Finimmo il primo e il secondo, e mi stupì di come papà abbia imparato a cucinare giapponese così bene siccome in Italia non cucinava quasi mai, e il poco che faceva non era mai molto buono. Ad ogni modo, la serata prese una piega per tutti inaspettata: non ci fu mai un momento di silenzio, parlammo del più e del meno e spesso ci ritrovavamo anche a ridere di buon gusto.

- Tenetevi un posticino allo stomaco, ora vi servo il dolce - 

- Lascia che ti aiuti - disse il mio ragazzo, alzandosi e sparecchiando.

- Grazie molto gentile - rispose mio padre andando a prendere dal frigo il dolce, che si trattava di un tiramisù.

- Papà, hai cucinato tutto giapponese e ora ci servi un dolce italiano? - chiesi un po stranita.

- Cosa vuoi che ti dica, lo sai che vado pazzo per i dolci, e qui in Giappone non ne ho trovato nessuno che mi abbia conquistato lo stomaco - disse poggiando il tiramisù in tavola, e dopo che Daniele mise i piatti e posate nuove, cominciai a tagliarlo e a dare una fetta a ciascuno.

- Allora, Daniele, sei pronto a lavorare alla Gelzin? - gli chiese mio padre alla sprovvista.

Lui lo guardò con gli occhi sgranati, non capendo se fosse una domanda ironica o seria - Ehm, si certo, e ti sono molto grato per aver insistito al tuo capo di assumermi -

- Il capo è un mio grandissimo amico, non c’è stato bisogno di insistere.
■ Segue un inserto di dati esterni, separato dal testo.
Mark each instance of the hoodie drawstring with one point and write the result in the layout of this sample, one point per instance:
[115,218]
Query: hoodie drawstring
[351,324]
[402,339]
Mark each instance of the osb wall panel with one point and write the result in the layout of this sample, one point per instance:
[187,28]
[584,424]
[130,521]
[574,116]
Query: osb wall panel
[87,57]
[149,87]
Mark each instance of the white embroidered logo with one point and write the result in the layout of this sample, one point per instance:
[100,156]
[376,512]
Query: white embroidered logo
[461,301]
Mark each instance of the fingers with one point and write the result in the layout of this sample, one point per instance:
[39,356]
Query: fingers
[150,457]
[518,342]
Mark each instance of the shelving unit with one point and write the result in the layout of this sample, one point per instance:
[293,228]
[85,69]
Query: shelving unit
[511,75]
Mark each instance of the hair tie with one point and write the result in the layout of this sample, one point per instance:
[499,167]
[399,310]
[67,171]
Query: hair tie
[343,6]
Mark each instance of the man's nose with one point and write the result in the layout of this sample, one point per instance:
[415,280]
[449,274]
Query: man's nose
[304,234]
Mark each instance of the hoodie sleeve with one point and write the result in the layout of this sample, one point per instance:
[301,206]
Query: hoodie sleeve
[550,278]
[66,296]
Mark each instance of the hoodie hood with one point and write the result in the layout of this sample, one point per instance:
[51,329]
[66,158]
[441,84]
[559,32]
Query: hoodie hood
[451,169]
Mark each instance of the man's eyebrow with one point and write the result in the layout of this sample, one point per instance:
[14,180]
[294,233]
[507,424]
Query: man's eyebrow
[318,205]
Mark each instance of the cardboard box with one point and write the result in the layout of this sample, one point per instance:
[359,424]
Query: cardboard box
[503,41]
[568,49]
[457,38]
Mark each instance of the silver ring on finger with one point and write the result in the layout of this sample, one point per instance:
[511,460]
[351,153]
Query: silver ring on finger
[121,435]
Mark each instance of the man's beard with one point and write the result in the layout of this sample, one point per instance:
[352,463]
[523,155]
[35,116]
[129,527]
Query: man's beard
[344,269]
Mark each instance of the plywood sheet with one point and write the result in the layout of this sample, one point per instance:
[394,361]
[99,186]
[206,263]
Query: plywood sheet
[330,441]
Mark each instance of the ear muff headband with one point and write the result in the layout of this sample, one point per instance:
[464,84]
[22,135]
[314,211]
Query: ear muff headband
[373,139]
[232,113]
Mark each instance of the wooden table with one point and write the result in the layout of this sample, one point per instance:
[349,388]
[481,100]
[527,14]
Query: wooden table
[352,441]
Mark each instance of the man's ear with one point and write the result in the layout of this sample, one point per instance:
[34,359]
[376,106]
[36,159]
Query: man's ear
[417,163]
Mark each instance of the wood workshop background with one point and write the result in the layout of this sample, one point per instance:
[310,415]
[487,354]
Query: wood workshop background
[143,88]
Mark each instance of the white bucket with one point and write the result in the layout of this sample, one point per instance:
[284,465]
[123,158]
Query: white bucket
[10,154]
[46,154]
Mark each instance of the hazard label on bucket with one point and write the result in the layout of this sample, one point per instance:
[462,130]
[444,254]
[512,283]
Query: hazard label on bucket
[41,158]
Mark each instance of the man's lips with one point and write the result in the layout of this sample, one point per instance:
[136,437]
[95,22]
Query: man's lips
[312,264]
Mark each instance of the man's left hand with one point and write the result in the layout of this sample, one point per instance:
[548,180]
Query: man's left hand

Piuttosto, cerca di non fare errori, non subito almeno, i giapponesi sono molto severi riguardo a questo - lo avvisò lui.

- Ovvio farò del mio meglio, posso sapere quando inizierò? - 

- Dopodomani, ho voluto che prima respirassi un po e che ti organizzarsi tutto per bene prima di cominciare - disse ingerendo l’ultimo boccone di tiramisù.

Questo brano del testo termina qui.